Setelah salat Subuh, berkutat di dapur. Sebenarnya seleraku tak jauh beda dengan Mas Rio, sama-sama suka makanan rumahan.

Entah kenapa berasa tidak kenyang kalau beli di luar, padahal aku tidak hobi masak apalagi pintar meracik makanan enak. Kalau ini bukan termasuk salah satu kelemahan, kan? Baiklah, katakan saja ini kelebihan, artinya tak perlu boros-boros beli makanan jadi. Karena kenyataanya memang aku tak punya sesuatu yang bisa dibanggakan. Hiks.

Nasi goreng instan ala kadar bahan yang tersisa di kulkas telah siap. Sebelum menyantap, terlebih dahulu membersihkan bekas memasak tadi. Bukan takut diberi kata mutiara dari Marta.

Memicu percekcokan hanya semakin menambah hati kian keras. Mencegah menurutku lebih baik. Bukankah mengalah tak berarti kalah? Menurut bukan berarti pecundang?

"Siapin barangmu! Sebelum jam tujuh kita berangkat." Lelaki itu muncul dengan HP di tangan dan langsung duduk, saat baru tiga sendok nasi masuk ke mulut. Sepintas matanya melirik piring di depanku.

Aku terus melakukan aktifitas makan tanpa perduli. Malah sengaja membuat piring dan sendok sering beradu, saat mengetahui dia beberapa kali melirik piringku, lalu kembali lagi ke layar HP-nya. Rasain kamu, Mas! Kini aku rido melihatmu kelaparan.

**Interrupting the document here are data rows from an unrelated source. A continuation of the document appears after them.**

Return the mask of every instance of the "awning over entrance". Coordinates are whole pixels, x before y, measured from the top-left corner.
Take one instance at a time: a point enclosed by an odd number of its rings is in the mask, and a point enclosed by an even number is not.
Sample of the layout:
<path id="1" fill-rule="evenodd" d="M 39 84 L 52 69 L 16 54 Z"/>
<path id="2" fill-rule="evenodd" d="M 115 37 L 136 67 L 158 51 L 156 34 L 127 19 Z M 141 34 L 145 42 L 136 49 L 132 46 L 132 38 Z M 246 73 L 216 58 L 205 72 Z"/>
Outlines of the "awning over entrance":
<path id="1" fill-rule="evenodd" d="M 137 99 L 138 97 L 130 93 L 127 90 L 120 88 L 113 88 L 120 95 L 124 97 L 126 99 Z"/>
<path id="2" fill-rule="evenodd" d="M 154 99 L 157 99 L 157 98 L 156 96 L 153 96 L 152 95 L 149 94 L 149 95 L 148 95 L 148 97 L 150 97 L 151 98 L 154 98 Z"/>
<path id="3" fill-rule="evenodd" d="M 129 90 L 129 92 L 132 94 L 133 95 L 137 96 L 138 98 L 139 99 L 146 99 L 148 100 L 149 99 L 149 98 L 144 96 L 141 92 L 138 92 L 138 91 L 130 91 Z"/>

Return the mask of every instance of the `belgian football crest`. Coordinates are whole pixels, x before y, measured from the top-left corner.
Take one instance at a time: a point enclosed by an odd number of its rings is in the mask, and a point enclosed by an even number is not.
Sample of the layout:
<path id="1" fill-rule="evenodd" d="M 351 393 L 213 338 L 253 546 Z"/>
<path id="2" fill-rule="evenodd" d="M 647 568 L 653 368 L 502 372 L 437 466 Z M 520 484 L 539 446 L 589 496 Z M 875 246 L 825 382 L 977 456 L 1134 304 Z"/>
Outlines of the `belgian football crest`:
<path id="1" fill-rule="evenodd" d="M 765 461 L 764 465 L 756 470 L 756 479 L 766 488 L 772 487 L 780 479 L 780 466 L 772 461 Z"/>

Setelah merasa kenyang, aku memindahkan nasi goreng yang tersisa banyak, lebih tepatnya menyisakan banyak, ke rantang kecil. Rasa ibaku hilang untuk sekedar menawari hasil kerjaku. Bukankah tangan ini dan semua perangkat tubuh yang lain, tak perlu mengurus semua tentangnya?

"Kamu jangan coba-coba salah ucap di depan mama-papa nantinya, apalagi sampai mengadu!" ujarnya sengit. Mungkin karena dicuekin dan tak ditawari nasi goreng tadi, dia tiba-tiba marah tak jelas. Hello, apa dan kemana saja istri yang kau puja itu?

"Aku nggak mau ikut!" jawabku berusaha tenang dengan ekpresi dibuat santai.

"Apa maumu sebenarnya?" tatapnya mulai nanar.

"Kita cerai!" jawabku berdiri mencuci tangan, sendok, dan piring.

"Apa kamu mau melihat mamaku kena serangan jantung karena ulahmu?" Dia mendesis.

"Dan aku mati berdiri di sini karena keegoisanmu?" jawabku tak kalah sengit.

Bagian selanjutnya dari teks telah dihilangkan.